The 91 points were nice (and a season high), especially coming with a 51.5 field-goal percentage, 22 assists and a season-best 47-21 rebounding edge.
The numbers that Dixon can't get out of his head are these: 73 and 28.
Youngstown State (7-5) scored more than any other Pitt opponent this season, even while losing its fourth game in the past five.
YSU guard Kendrick Perry led all scorers with 28 points, a season-best by an opposing player against the Panthers. Penn State's Tim Frazier scored 27 against the Panthers on Dec. 3. Plus, Stanford's Dwight Powell and Loyola Marymount's Anthony Ireland each had 20 against Pitt in the past month.
“I don't like a guy scoring 28 points,” Dixon said. “I don't care how many points we were up by (26 midway through the second half).”
Dixon played four freshmen at the same time for short stretches, but that was no excuse.
“We have to get better defensively with our young guys,” Dixon said. “You probably heard that one before, and I'll say it again. We have made that very clear to them. ... There are reasons why we are under the radar.”
Perry, the Horizon League preseason Player of the Year, scored 13 points in the first half and finished 11 of 18 from the field while playing 39 minutes.
“We knew he was going to be aggressive.” Pitt sophomore guard James Robinson said. “Obviously, we didn't do that good of a job on him. But we were still fortunate enough to come out with a win.”
Dixon said circumstances made it difficult for Pitt to play strong defense in both halves. The Panthers had 10 players log at least 10 minutes.
“I don't want to be that guy that has his starters in with a 25-point lead,” Dixon said. “I guess we have to find something wrong. You can't play perfect for 40 minutes.”
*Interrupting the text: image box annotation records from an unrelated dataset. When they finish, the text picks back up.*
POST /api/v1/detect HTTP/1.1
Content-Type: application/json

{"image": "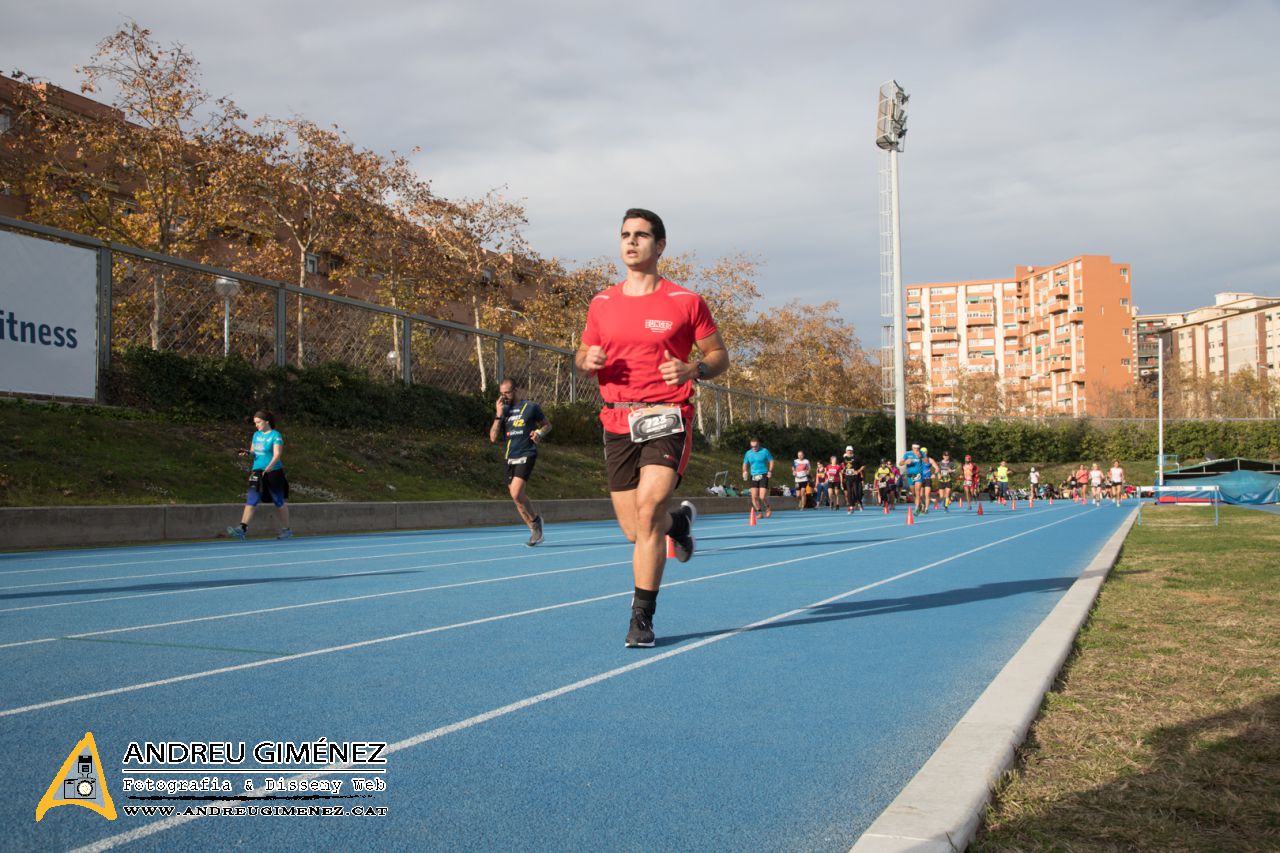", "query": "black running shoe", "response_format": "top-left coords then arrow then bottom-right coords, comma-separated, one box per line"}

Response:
671,501 -> 698,562
626,607 -> 653,648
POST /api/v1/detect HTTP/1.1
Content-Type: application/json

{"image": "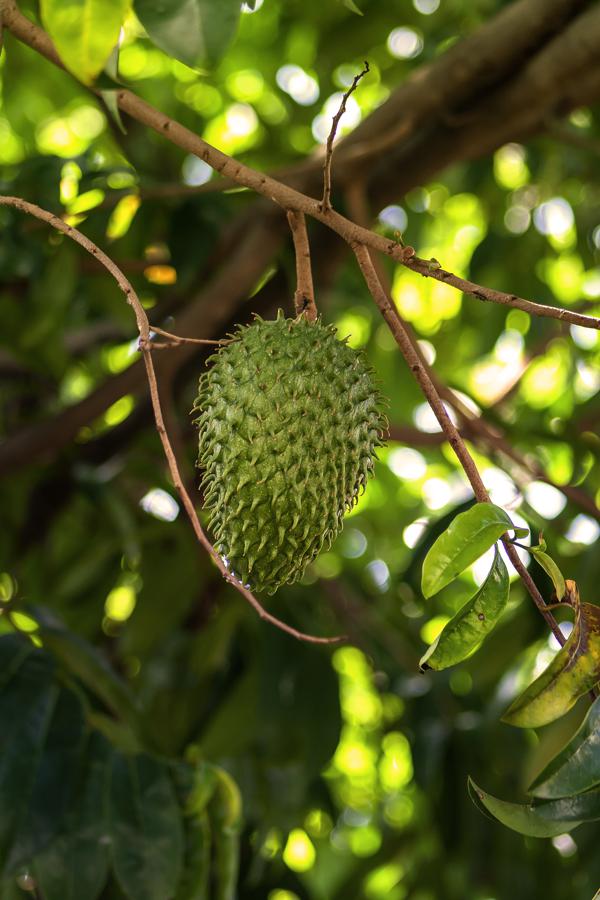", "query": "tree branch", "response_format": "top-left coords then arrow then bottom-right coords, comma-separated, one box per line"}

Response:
352,244 -> 565,646
0,196 -> 345,644
321,60 -> 369,212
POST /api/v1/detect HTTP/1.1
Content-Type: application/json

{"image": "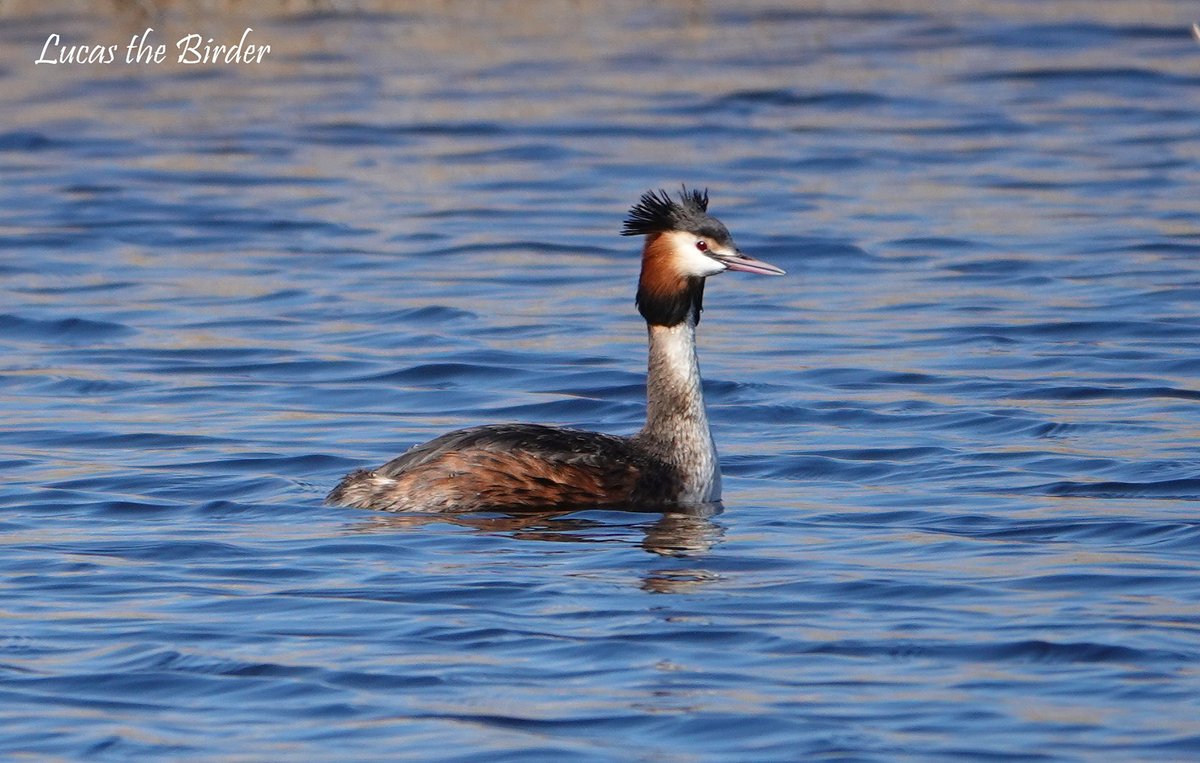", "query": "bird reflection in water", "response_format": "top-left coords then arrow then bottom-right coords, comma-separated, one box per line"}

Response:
352,503 -> 725,593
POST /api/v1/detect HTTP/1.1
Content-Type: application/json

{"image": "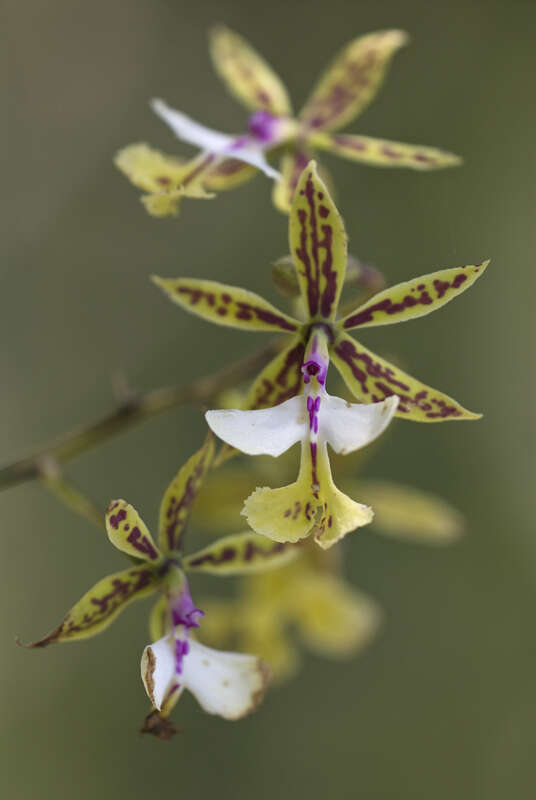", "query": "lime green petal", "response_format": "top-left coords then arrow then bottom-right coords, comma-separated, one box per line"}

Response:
272,142 -> 311,214
158,432 -> 214,552
106,500 -> 160,561
210,25 -> 292,115
300,30 -> 408,130
354,480 -> 463,544
340,261 -> 489,330
22,564 -> 162,647
315,445 -> 374,550
203,158 -> 259,192
331,332 -> 481,422
114,143 -> 187,193
308,131 -> 462,171
183,531 -> 298,575
294,571 -> 382,657
289,161 -> 347,321
153,276 -> 300,333
245,336 -> 305,409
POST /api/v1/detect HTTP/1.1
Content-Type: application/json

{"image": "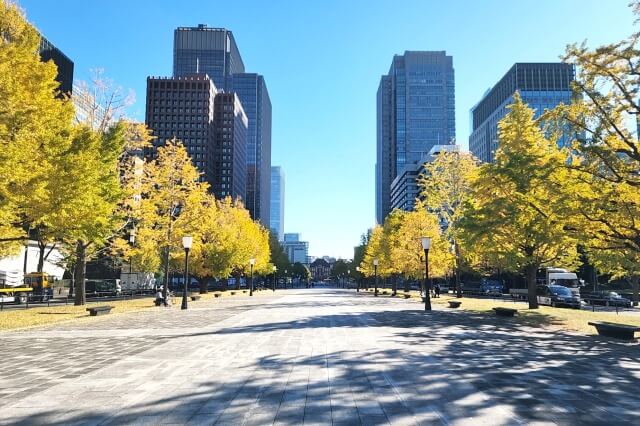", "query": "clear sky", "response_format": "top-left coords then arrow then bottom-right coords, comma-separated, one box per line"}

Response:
19,0 -> 633,258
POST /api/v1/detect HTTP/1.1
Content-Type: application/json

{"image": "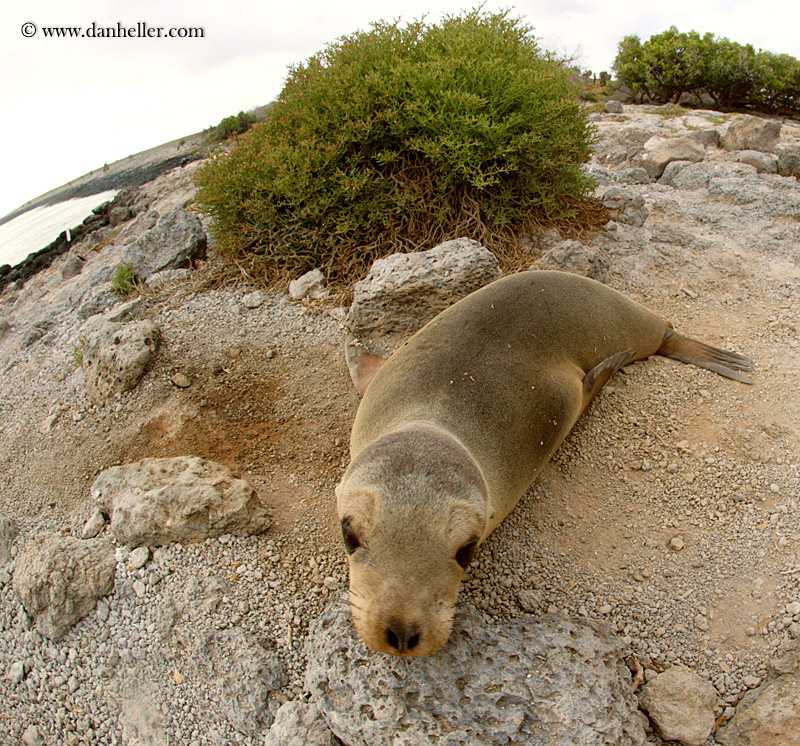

Dixon has no quarrel with his offense. Five players scored in double digits, with Lamar Patterson (18) surpassing 10 for the eighth consecutive game. Cameron Wright had 13, followed by Derrick Randall (11), freshman Michael Young (10) and center Talib Zanna (10 points, 15 rebounds).
“We couldn't handle their strength and physicality,” said Youngstown coach Jerry Slocum, who formerly led programs at Geneva and Gannon and has 680 victories in 39 seasons. “It was one of the best shooting Pitt teams I've seen. They share the ball well.”
Pitt, off to its best start since 2008-09, has much bigger challenges ahead, starting Tuesday at Madison Square Garden where the Panthers meet former Big East nemesis Cincinnati (7-1 through Friday).
Dixon will be seeking an effective mix of offense and defense from his new players, including freshmen Jamel Artis, Josh Newkirk and Young and junior transfer Randall.
“Offensively, they are hard to guard,” Dixon said. “You can just look at the numbers. Defensively, they have to get better.
“It's to be expected, but we don't have time to wait. They are playing significant minutes on a team that is trying to do some things.”